А, может он, как всякий большой политик — всего-то навсего опытный хитрован?

Сумел ведь меня, вроде неприручаемого, приголубить!

На всю жизнь.

Кто-то однажды ехидно спросил: а книжка, мол, твоя — «Голубиная связь». Не о нем ли? Не о кубанском землячестве в Москве? Нынче тоже, что там ни говори, Голубь — как бы прямой твой начальник. Глава землячества!

Не о нем книжка.

О нас обо всех.

Для того и написана, чтобы чаще вспоминали о синем небе над головой.

И о птицах, летящих в чужие края и непременно возвращающихся на родину.

Дай Бог им сил!

И нам всем.



Запомните?

Перепишите себе, как некогда в детстве — в альбом:

«При объединении людей духом своим происходит такое же явление, как в стае птиц, когда птица стаи становится выносливей на несколько порядков, в три раза выше ее реакция. У стаи птиц появляется также сверхволя, сверхсознание, сверхзащита, благодаря которым они преодолевают многие тысячи километров. Они становятся неуязвимыми для хищников, даже могут спать внутри стаи и высыпаться гораздо быстрее.»

Перепишите!

Нынче для нас для всех это важно, как, может быть, на Руси еще никогда.

Голубой петух плимутрок

После первого моего, самого благостного гостеванья в Ижевске у Калашникова, в Москву собрались мы с ним ехать вместе, и наши проводы взяли на себя казаки.

Кубанец Лева Смельчуков, профессиональный военный, тогда — майор, совершенно покоривший Михаила Тимофеевича, когда за недельку до нашего отъезда появился дома у него дома в прекрасно сшитой темносиней черкеске и в высокой черной папахе, снова был, как говорится, при полном параде.

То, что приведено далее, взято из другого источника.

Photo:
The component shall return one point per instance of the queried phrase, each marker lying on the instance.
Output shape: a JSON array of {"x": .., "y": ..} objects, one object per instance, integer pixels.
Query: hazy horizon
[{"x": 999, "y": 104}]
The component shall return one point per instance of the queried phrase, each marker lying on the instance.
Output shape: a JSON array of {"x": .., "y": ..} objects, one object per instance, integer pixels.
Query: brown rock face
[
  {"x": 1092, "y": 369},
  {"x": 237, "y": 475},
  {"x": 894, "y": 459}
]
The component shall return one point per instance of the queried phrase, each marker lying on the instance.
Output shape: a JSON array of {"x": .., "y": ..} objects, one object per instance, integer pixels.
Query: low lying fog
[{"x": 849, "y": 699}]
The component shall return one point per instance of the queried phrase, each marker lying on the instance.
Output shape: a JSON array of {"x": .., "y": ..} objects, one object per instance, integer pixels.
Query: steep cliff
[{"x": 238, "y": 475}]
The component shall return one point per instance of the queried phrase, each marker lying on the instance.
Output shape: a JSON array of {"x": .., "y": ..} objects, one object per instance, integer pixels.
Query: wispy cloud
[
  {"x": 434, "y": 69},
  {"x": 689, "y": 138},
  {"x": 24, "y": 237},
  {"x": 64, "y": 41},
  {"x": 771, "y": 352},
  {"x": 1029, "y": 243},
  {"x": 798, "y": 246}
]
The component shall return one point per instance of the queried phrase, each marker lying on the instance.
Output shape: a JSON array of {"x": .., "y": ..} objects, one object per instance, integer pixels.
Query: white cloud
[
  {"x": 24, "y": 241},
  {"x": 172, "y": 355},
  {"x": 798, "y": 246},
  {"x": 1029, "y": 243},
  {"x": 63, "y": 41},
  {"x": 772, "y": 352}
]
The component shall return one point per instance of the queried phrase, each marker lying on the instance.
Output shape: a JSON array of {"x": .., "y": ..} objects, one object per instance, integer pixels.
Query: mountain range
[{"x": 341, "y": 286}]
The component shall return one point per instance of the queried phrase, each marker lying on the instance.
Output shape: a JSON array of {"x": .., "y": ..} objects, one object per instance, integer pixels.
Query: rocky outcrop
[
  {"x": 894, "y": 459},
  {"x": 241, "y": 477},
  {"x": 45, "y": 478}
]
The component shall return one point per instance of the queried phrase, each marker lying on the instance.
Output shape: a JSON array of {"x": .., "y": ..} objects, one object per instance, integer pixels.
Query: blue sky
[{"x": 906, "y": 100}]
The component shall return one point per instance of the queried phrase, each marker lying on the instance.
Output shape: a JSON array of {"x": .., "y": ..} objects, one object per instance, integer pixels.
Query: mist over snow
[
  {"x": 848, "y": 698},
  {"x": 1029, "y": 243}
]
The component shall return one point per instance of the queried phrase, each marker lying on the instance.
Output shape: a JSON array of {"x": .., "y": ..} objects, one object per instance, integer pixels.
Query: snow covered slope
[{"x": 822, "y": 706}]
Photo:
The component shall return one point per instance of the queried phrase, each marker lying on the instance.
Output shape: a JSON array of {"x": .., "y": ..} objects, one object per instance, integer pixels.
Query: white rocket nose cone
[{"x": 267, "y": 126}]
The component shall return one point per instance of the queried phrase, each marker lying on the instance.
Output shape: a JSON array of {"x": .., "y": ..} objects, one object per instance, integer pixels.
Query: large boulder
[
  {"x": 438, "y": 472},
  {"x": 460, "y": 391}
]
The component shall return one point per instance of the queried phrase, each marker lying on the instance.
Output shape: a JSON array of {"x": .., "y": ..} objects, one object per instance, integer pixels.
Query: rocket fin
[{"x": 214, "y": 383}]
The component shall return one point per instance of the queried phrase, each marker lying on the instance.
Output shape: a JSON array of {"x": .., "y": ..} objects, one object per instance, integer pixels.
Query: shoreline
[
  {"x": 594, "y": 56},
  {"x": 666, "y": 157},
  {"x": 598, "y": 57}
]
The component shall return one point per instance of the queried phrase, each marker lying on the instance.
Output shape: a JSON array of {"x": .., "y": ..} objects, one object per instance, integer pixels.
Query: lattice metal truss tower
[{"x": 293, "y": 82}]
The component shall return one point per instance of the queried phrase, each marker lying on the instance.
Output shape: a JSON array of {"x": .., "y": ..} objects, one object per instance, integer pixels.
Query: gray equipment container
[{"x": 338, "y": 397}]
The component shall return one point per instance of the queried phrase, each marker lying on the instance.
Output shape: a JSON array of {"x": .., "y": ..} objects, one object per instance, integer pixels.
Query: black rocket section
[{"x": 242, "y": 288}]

Узкий клин праздничного бешмета белого шелка с высоким, в обтяжку, стоячим воротом как нельзя лучше гармонировал с серебром газырей и старинного кинжала на неброском наборном поясе — и без того подтянутой фигуре Левы он придавал как будто дополнительную изящную устремленность. Если даже мне, наделенному лишь слабыми горскими чертами, черкесы говаривали иногда — мол, наши у ваших ночевали, ым? — то насчет Левы не надо к бабкам ходить, не надо гадать: что было, то было. Ночевали.

И дело не только в том, что в глубоких его проницательных глазах светилась счастливая азиатская диковатость, тихое этакое, но готовое в любую минуту прорваться абречество — весь он был как истинный джигит похож на легко воткнутый в землю кончиком лезвия кавказский кинжал.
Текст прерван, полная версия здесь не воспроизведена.